Organisms in the deepest and most unexplored parts of the world are eating plastic

A British research team exploring deep ocean trenches have found plastics in the digestive systems of organisms that live there. This is the first evidence that plastic has entered the deep sea food chain, suggesting that this ecosystem could become the final sink for marine plastic debris.

In 2018, a plastic bag was found at the bottom of the Mariana Trench, the deepest place on Earth at more than 7-miles deep. This is deeper than Mount Everest is tall. Now, plastics have also been found inside the organisms dwelling there. The research team studied amphipods, which are mini crustaceans a bit like shrimp that scavenge on the seafloor, detecting food odours using taste buds on their legs. The team’s findings, which were published in the journal Royal Society Open Science, were that more than 80% of amphipods had plastic fibres or particles in their stomachs, and that the deeper the organism was caught, the more fibres present. In the Mariana Trench, 100% of amphipods dissected had plastics within them.

What is worrying is that the team found plastics in amphipods across the globe, from Japan to Chile, suggesting that plastics have spread to all corners of the ocean. At the sea surface, forces such as wave action and UV radiation can break plastic down but in the deep ocean this does not occur. It has been suggested that these deep ocean trenches could become the final sink for marine plastic, with nowhere else to go. As one scientist put it: ‘what you put in the trench stays in the trench’.

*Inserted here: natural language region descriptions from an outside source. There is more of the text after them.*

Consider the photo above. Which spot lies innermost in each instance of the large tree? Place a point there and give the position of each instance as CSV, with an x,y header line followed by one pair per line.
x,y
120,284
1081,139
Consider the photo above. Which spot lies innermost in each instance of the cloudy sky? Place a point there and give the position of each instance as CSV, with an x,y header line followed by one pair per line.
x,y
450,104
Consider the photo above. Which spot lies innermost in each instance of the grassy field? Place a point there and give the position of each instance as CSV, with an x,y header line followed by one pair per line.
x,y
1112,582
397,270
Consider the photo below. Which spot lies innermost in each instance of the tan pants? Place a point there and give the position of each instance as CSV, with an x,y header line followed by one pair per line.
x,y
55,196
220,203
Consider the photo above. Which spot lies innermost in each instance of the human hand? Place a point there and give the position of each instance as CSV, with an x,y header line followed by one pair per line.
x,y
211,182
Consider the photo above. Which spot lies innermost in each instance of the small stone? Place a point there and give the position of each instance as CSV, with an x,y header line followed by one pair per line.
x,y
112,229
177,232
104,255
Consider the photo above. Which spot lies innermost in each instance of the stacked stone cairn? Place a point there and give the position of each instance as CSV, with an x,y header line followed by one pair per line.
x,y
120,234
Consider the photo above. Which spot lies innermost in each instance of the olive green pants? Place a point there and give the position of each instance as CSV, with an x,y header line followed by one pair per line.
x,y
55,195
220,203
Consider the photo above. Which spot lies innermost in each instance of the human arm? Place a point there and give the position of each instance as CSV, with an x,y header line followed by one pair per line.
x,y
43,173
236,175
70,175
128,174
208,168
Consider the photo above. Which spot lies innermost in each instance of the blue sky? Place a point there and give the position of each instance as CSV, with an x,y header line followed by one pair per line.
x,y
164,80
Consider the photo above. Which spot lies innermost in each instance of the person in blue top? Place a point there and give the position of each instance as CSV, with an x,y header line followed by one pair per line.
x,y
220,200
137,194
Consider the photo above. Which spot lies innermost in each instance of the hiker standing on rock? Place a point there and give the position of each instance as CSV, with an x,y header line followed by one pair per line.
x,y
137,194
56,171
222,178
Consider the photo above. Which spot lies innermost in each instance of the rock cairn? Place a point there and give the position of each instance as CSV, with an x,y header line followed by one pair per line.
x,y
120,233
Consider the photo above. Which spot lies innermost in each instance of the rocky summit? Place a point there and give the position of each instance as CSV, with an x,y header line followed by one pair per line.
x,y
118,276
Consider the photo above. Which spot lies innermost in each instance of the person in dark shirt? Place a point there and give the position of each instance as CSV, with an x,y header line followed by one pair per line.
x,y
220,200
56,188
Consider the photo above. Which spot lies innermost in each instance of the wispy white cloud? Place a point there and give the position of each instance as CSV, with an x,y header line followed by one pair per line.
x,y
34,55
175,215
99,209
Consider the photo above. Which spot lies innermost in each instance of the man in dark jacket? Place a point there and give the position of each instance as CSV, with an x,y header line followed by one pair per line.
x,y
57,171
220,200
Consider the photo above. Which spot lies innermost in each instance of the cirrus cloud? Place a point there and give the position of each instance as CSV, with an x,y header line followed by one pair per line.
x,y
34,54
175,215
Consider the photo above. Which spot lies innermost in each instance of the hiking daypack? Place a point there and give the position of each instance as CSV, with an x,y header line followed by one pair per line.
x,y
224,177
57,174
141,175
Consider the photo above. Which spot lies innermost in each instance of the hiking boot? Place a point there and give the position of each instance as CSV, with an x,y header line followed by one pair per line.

The amphipods studied are near the bottom of the food chain, and are eaten by larger fish, which are eaten by even larger predators and so on. As the amphipods contain plastics, these contaminants will be passed onto predators when the amphipod is eaten, so it is expected that plastics are spreading throughout the food chain. Is this a problem? That is the question which the researchers will address next, to see if the plastic ‘is causing any harm’. Previous studies have shown that toxins stick to and accumulate on plastics, which can have harmful effects on the organisms that ingest them such as changing hormone levels, altering gene expression and disrupting reproduction.

Research will continue, but as Anela Choy of the University of California said: ‘we certainly don’t need decades of further scientific study to necessitate more responsible behaviour and policies now’. Action is needed to stop plastic pollution at the source. This doesn’t necessarily mean that plastic is evil or shouldn’t be used, just that it doesn’t belong in the environment. We must be mindful of and clever with the ways that we use plastic, focusing on reducing use, recycling and reusing. Let’s not let the deep ocean become a plastic wasteland.